He asks if I'd like to be his apprentice. "It would take more than a week, but you would definitely understand."
It would be easy to dismiss Gasser as a grown-up boy way too into his foam-sword hobby. But there's something exhilarating about getting that beat down in broad daylight. I decide to take him up on his offer. Over the next two months, I will enter an underground clique of about 50 local fighters. They're businessmen mostly, all following what Gasser has dubbed "The Path," a spiritual journey based on sword fighting that leads toward enlightenment.
He has no idea that, ultimately, I will betray him to find out if I can beat the One.
Following Gasser's instructions, I arrive unarmed at Antioch Park in Merriam on a frigid Monday evening in March. About 30 barbarians-in-training wear sweat suits or T-shirts and jeans. They duel in the circle-shaped parking lot near the arboretum.
The band ranges in age from late teens to mid-40s. Its ranks include general war enthusiasts such as 24-year-old Matt Williams, a former infantryman who fought in Operation Iraqi Freedom and is now a prelaw student at Johnson County Community College. Then there are the fringe outcasts, such as a 37-year-old guy who home-schools his kids and claims to have legally changed his name to Coyote. With long gray hair and a pentagram tattooed on his chest, Coyote calls combat "outstanding catharsis." Coyote continues, "If I go without it for a long enough time, my health starts to suffer."

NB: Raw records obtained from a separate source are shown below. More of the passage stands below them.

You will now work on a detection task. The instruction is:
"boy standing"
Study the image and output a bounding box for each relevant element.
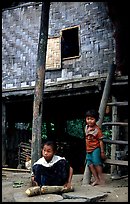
[85,110,106,186]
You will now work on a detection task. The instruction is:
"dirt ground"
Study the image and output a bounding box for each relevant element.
[2,171,128,202]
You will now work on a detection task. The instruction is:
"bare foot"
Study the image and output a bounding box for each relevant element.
[32,181,38,186]
[91,180,100,186]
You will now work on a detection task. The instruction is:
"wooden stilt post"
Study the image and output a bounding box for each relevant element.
[31,1,50,165]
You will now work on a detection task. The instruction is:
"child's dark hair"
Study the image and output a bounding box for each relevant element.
[42,140,57,152]
[86,109,99,121]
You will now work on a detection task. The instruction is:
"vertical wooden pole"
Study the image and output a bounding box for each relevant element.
[31,1,50,165]
[2,103,7,166]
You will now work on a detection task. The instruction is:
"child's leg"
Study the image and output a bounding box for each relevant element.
[33,164,42,186]
[95,165,105,184]
[89,164,100,186]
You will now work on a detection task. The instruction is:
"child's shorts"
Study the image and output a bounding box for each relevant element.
[86,148,102,166]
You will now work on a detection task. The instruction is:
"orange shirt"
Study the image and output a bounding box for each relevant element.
[85,125,103,152]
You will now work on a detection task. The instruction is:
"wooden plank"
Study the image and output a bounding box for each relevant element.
[107,101,128,106]
[2,168,30,172]
[112,82,128,86]
[103,139,128,145]
[104,159,128,166]
[102,122,128,126]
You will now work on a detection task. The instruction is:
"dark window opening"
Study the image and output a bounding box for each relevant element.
[61,27,79,58]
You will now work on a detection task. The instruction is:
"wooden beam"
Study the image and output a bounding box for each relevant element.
[104,159,128,166]
[103,139,128,145]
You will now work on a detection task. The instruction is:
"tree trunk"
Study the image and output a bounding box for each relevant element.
[31,1,50,165]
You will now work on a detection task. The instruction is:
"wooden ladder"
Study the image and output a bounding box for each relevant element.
[82,64,128,185]
[98,65,128,174]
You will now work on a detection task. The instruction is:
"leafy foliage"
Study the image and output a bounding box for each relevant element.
[66,119,85,138]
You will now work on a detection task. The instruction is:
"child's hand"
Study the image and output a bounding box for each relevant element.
[64,182,71,189]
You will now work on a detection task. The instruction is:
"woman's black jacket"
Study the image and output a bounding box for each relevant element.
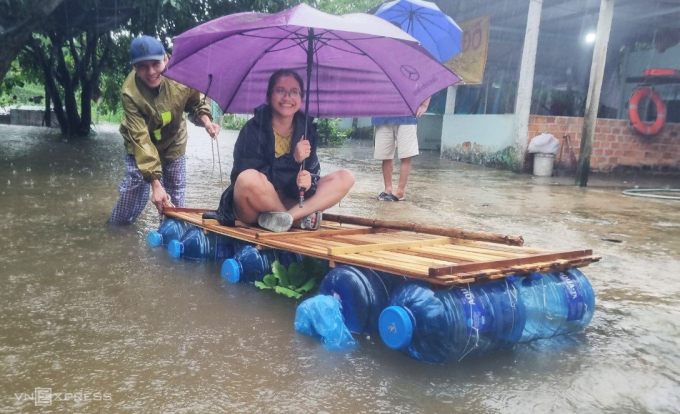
[217,104,321,226]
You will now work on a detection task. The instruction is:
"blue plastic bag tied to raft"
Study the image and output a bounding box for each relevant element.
[295,295,359,351]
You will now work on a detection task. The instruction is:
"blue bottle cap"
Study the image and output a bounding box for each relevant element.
[378,306,413,349]
[146,230,163,247]
[222,259,241,283]
[168,240,184,259]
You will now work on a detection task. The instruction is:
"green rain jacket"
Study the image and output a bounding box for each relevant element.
[120,70,212,182]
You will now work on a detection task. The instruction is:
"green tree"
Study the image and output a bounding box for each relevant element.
[7,0,295,136]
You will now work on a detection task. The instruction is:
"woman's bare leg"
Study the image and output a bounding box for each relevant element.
[234,170,286,224]
[288,169,354,225]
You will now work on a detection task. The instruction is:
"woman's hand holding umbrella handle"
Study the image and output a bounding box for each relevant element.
[201,115,220,139]
[297,170,312,191]
[293,135,312,164]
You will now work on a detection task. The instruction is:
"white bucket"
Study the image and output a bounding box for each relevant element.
[534,152,555,177]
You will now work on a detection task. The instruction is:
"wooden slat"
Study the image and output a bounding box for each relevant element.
[328,237,451,256]
[324,214,524,246]
[430,250,593,276]
[166,208,600,286]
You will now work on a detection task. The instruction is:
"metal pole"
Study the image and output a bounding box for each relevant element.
[514,0,543,172]
[299,27,318,208]
[576,0,616,187]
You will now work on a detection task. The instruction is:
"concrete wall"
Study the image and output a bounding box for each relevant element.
[529,115,680,174]
[10,106,59,128]
[441,114,516,167]
[622,45,680,109]
[338,118,371,130]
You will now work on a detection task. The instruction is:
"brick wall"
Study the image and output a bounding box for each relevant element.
[529,115,680,173]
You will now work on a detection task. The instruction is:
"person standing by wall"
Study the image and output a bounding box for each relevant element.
[371,98,430,201]
[109,35,220,225]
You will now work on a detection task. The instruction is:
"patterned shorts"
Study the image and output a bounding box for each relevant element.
[109,154,187,224]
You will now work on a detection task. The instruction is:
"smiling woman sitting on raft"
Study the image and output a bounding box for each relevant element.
[217,69,354,232]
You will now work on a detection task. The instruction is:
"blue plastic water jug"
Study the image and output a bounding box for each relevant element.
[319,266,406,333]
[379,280,526,364]
[222,245,302,283]
[146,218,191,247]
[168,227,244,261]
[509,269,595,342]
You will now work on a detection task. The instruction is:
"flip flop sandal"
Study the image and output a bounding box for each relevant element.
[300,210,323,230]
[257,211,293,233]
[378,192,399,201]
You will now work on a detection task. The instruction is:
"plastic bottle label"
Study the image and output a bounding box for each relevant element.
[215,243,232,260]
[559,272,586,321]
[455,288,491,335]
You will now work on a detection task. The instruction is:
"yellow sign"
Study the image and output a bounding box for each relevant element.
[444,14,491,85]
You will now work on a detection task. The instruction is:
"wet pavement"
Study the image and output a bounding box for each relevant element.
[0,125,680,413]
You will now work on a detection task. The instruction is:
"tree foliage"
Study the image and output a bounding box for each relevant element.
[0,0,297,136]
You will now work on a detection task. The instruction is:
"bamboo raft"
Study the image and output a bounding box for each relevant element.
[165,208,601,286]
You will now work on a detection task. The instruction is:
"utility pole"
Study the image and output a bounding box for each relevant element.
[576,0,616,187]
[514,0,543,172]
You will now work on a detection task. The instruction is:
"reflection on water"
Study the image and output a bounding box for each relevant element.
[0,125,680,413]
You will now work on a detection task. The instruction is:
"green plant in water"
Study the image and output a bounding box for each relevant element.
[255,257,326,299]
[314,118,351,147]
[222,114,248,131]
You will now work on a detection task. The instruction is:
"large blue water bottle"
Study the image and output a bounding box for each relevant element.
[319,266,406,333]
[222,245,302,283]
[146,218,191,247]
[379,280,526,364]
[511,269,595,342]
[168,227,244,261]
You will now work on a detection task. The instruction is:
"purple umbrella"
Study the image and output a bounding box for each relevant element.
[165,4,460,117]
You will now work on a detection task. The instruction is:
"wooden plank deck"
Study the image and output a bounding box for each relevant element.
[165,208,600,285]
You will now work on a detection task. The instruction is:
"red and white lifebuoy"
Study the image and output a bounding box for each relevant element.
[628,88,666,135]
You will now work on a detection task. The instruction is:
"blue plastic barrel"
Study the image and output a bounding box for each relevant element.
[319,266,406,333]
[168,227,245,261]
[379,280,526,364]
[146,218,191,247]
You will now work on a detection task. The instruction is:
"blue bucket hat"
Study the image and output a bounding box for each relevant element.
[130,35,165,65]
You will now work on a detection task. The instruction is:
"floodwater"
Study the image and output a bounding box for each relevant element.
[0,121,680,413]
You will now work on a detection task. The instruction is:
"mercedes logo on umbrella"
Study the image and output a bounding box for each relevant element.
[399,65,420,81]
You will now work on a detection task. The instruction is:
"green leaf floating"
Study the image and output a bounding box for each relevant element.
[255,257,327,299]
[274,286,302,299]
[255,280,273,289]
[272,260,290,286]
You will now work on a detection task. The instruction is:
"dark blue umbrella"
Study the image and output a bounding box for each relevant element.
[375,0,463,62]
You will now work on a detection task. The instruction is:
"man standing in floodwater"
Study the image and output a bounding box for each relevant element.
[371,98,430,201]
[109,36,220,224]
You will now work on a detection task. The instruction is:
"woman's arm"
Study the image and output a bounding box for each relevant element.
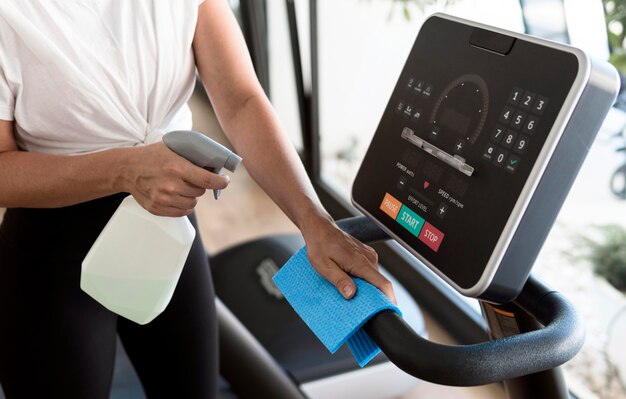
[0,120,228,216]
[193,0,394,299]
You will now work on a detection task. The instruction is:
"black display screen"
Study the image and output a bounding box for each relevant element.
[352,17,578,288]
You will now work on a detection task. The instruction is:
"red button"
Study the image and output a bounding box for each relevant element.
[419,222,445,252]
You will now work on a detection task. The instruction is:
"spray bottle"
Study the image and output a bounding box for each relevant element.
[80,131,241,324]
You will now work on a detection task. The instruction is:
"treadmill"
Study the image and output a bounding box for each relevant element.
[211,14,619,398]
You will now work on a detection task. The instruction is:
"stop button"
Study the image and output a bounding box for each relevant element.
[419,222,445,252]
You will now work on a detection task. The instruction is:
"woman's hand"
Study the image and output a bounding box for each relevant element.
[302,212,396,303]
[119,142,230,216]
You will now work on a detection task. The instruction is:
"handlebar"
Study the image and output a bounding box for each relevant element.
[337,216,585,386]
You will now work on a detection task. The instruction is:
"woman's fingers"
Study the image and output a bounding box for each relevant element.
[128,143,230,216]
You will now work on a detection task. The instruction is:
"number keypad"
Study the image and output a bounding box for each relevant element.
[482,87,550,173]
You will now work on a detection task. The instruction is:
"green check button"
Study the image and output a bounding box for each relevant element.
[505,154,521,173]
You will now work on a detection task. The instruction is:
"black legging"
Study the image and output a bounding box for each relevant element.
[0,195,218,399]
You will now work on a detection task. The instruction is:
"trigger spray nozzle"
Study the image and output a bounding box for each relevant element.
[163,130,241,199]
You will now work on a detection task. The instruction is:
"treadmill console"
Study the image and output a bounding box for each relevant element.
[352,14,617,302]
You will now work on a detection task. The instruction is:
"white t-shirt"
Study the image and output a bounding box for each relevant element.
[0,0,203,154]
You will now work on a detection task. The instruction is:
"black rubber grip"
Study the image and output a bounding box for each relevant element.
[337,217,585,386]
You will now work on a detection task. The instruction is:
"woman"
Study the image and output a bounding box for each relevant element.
[0,0,393,399]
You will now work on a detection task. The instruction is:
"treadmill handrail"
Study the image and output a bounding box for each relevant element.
[337,216,585,386]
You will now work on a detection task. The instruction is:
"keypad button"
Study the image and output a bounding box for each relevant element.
[531,96,549,115]
[483,143,498,161]
[498,106,515,125]
[428,125,440,141]
[511,111,526,129]
[405,77,416,91]
[500,129,517,149]
[453,139,467,154]
[522,116,539,134]
[413,80,426,94]
[493,148,509,167]
[504,154,521,173]
[519,91,537,111]
[491,125,506,143]
[411,109,422,122]
[422,84,433,97]
[509,87,524,105]
[513,135,528,154]
[393,101,404,115]
[402,104,415,119]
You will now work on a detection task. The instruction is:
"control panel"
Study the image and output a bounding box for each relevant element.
[352,14,616,296]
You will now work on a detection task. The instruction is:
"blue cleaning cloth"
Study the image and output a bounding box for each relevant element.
[273,247,402,367]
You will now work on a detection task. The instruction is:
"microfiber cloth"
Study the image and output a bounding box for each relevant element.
[273,247,402,367]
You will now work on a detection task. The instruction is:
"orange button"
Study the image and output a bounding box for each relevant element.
[380,193,402,220]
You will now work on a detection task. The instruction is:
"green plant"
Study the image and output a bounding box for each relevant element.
[579,224,626,293]
[602,0,626,73]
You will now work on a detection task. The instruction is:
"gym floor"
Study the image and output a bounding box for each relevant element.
[0,94,505,399]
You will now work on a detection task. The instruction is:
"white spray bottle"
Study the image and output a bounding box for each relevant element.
[80,131,241,324]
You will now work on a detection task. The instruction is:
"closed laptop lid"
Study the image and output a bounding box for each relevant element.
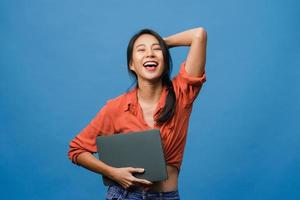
[97,129,167,186]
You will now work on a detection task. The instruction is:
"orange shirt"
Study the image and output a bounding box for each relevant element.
[68,62,206,171]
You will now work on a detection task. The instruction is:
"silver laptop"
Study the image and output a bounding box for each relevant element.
[97,129,168,186]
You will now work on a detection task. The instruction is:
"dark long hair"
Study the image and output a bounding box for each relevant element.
[127,29,176,124]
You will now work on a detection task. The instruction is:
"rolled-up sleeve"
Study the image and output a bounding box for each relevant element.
[68,105,114,164]
[173,62,206,107]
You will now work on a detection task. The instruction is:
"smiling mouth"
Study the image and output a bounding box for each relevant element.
[143,61,158,68]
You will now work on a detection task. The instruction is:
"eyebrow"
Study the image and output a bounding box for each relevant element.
[136,43,160,48]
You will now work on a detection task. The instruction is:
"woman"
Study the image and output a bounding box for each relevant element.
[69,27,207,199]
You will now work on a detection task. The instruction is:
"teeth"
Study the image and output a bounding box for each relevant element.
[144,61,157,66]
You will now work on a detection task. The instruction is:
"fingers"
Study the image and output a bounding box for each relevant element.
[133,177,152,185]
[128,167,145,173]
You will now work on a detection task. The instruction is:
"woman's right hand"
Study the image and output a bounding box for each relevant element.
[111,167,152,189]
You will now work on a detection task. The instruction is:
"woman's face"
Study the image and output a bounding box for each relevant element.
[130,34,164,81]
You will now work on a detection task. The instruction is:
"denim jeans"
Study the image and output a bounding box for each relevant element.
[106,185,180,200]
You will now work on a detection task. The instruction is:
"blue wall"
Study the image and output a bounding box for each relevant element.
[0,0,300,200]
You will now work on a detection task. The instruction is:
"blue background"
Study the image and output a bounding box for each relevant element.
[0,0,300,200]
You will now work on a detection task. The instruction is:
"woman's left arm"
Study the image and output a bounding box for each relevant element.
[164,27,207,77]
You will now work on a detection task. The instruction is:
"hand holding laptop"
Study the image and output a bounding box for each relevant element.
[97,129,168,188]
[108,167,152,189]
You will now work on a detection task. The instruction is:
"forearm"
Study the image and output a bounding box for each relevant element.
[164,27,206,48]
[77,152,114,178]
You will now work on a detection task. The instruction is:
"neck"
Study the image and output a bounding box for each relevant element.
[137,81,163,104]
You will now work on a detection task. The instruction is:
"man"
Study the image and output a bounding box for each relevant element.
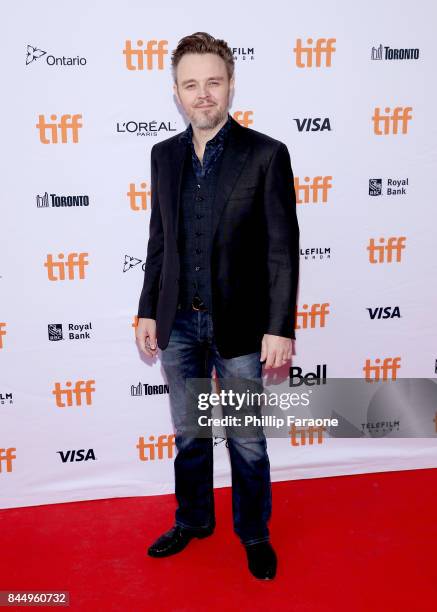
[136,32,299,579]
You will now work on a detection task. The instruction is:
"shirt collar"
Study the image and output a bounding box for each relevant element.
[180,113,232,145]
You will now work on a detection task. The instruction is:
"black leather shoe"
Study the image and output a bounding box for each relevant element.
[147,525,214,557]
[245,542,278,580]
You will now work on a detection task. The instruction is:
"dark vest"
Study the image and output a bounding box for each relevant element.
[178,150,223,312]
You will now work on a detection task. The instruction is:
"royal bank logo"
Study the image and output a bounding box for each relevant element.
[231,47,255,62]
[116,119,177,136]
[47,321,93,342]
[36,191,90,208]
[300,246,331,261]
[26,45,87,67]
[370,44,419,61]
[0,391,14,406]
[369,178,409,196]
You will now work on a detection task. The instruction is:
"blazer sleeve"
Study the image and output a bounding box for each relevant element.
[138,145,164,319]
[264,142,299,338]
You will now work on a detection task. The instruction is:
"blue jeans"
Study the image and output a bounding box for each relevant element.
[161,310,272,544]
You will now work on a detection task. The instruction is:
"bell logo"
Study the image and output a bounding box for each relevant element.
[126,183,152,211]
[44,253,89,281]
[366,236,407,264]
[294,176,332,204]
[363,357,401,382]
[123,40,168,70]
[35,115,83,144]
[296,302,329,329]
[233,111,253,127]
[288,425,326,446]
[0,448,17,474]
[52,380,96,408]
[136,434,175,461]
[0,323,7,349]
[372,106,413,136]
[293,38,337,68]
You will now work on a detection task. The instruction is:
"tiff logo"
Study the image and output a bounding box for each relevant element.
[136,434,175,461]
[372,106,413,136]
[123,40,168,70]
[288,425,326,446]
[294,176,332,204]
[35,115,83,144]
[363,357,401,382]
[126,183,152,211]
[293,38,337,68]
[52,380,96,408]
[366,236,407,264]
[232,111,253,127]
[0,447,17,474]
[44,252,89,281]
[296,302,330,329]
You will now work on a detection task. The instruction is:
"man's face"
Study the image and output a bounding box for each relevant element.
[173,53,234,130]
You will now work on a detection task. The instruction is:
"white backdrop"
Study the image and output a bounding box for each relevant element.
[0,0,437,508]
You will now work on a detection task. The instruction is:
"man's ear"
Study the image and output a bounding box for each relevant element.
[173,83,181,104]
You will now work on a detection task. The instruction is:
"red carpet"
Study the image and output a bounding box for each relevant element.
[0,469,437,612]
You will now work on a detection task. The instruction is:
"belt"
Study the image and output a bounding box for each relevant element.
[191,295,208,311]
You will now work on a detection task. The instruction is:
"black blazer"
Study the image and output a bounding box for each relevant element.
[138,118,299,359]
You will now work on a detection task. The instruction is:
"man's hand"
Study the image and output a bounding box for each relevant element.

Everyone claims that Gasser is unbeatable.
"When he beats your ass, remember, he does that to everyone," says a 30-ish guy in camouflage pants and an un-ironic '80s headband.
The legend of the Barbarian began when, at 5 years old, Gasser molded clay daggers in art classes at the Nelson-Atkins Museum of Art. At age 16, he convinced his dad to help him make steel replicas of 6-foot swords and battle axes in their Prairie Village garage. Gasser went to the University of Missouri-Columbia and the University of Kansas, but he wasn't interested in taking classes unless they were related to the Middle Ages. After learning Viking history, Medieval Latin and mythology, he dropped out. He fell into the restaurant business and worked for a decade as a corporate chef for Planet Hollywood, writing menus and opening new franchises.
About six years ago, Gasser attended a Renaissance festival in Ohio and spotted a 6-foot-1-inch metal sword that called to him. "When I saw that great sword ... the clouds opened up, babe, and the angels started singing," Gasser says. "It's really cool how all things flow together in your life."
In 2001, Gasser, who was divorced, returned to Kansas City to be near his daughter and stepson. A friend convinced him to try out for one of the staple character positions at the Kansas City Renaissance Festival in Bonner Springs. "I said, 'Listen, I just want to carry my sword around.'" He was cast as a barbarian who simply wandered around and grunted. Gasser got bored with posturing. By his third year, he made swords of PVC pipe wrapped in blue foam. He handed them out to kids and adults, asking them to fight him. Soon, he was taking on as many as 400 people a day.